Timmy-time-dashboard/src/infrastructure/world/benchmark/scenarios.py

"""Benchmark scenario definitions for Morrowind agent regression testing.

Each scenario specifies a starting location, goal conditions, world state
(entities, events), and maximum cycles allowed.  The runner feeds these
into the heartbeat loop and checks completion against the goal predicate.
"""

from __future__ import annotations

from collections.abc import Callable
from dataclasses import dataclass, field


@dataclass(frozen=True)
class BenchmarkScenario:
    """A reproducible agent task used to detect performance regressions.

    Attributes:
        name:           Human-readable scenario name.
        description:    What the scenario tests.
        start_location: Where the agent begins.
        goal_location:  Target location (if navigation scenario).
        entities:       NPCs / objects present in the world.
        events:         Game events injected each cycle.
        max_cycles:     Hard cap on heartbeat cycles before failure.
        goal_predicate: Optional callable ``(actions, location) -> bool``
                        evaluated after each cycle to check early success.
        tags:           Freeform tags for filtering (e.g. "navigation", "quest").
    """

    name: str
    description: str
    start_location: str
    goal_location: str = ""
    entities: list[str] = field(default_factory=list)
    events: list[str] = field(default_factory=list)
    max_cycles: int = 50
    goal_predicate: Callable | None = None
    tags: list[str] = field(default_factory=list)

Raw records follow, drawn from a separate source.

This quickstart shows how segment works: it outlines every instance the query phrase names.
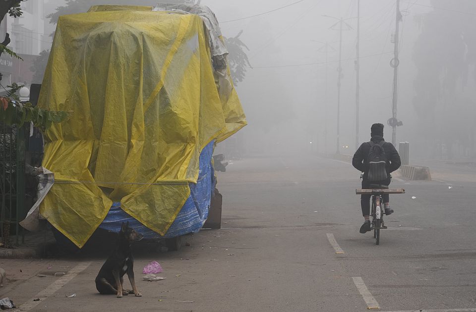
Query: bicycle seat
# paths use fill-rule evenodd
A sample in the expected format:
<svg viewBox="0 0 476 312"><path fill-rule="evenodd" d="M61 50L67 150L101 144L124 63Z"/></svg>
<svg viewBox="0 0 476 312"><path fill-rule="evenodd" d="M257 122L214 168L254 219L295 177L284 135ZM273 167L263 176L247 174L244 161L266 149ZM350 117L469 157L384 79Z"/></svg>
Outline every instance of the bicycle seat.
<svg viewBox="0 0 476 312"><path fill-rule="evenodd" d="M384 184L370 184L368 186L368 188L376 189L388 189L388 185L385 185Z"/></svg>

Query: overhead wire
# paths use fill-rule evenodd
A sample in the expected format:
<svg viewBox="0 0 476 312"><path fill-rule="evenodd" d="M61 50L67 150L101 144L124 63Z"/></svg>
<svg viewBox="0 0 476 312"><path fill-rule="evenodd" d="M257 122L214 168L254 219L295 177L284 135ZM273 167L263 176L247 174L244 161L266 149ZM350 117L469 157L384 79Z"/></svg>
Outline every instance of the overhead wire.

# ---------------------------------------------------------------------------
# Goal predicates
# ---------------------------------------------------------------------------


def _reached_location(target: str) -> Callable:
    """Return a predicate that checks whether the agent reached *target*."""

    def predicate(actions: list[dict], current_location: str) -> bool:
        return current_location.lower() == target.lower()

    return predicate


def _interacted_with(npc: str) -> Callable:
    """Return a predicate that checks for a speak/interact action with *npc*."""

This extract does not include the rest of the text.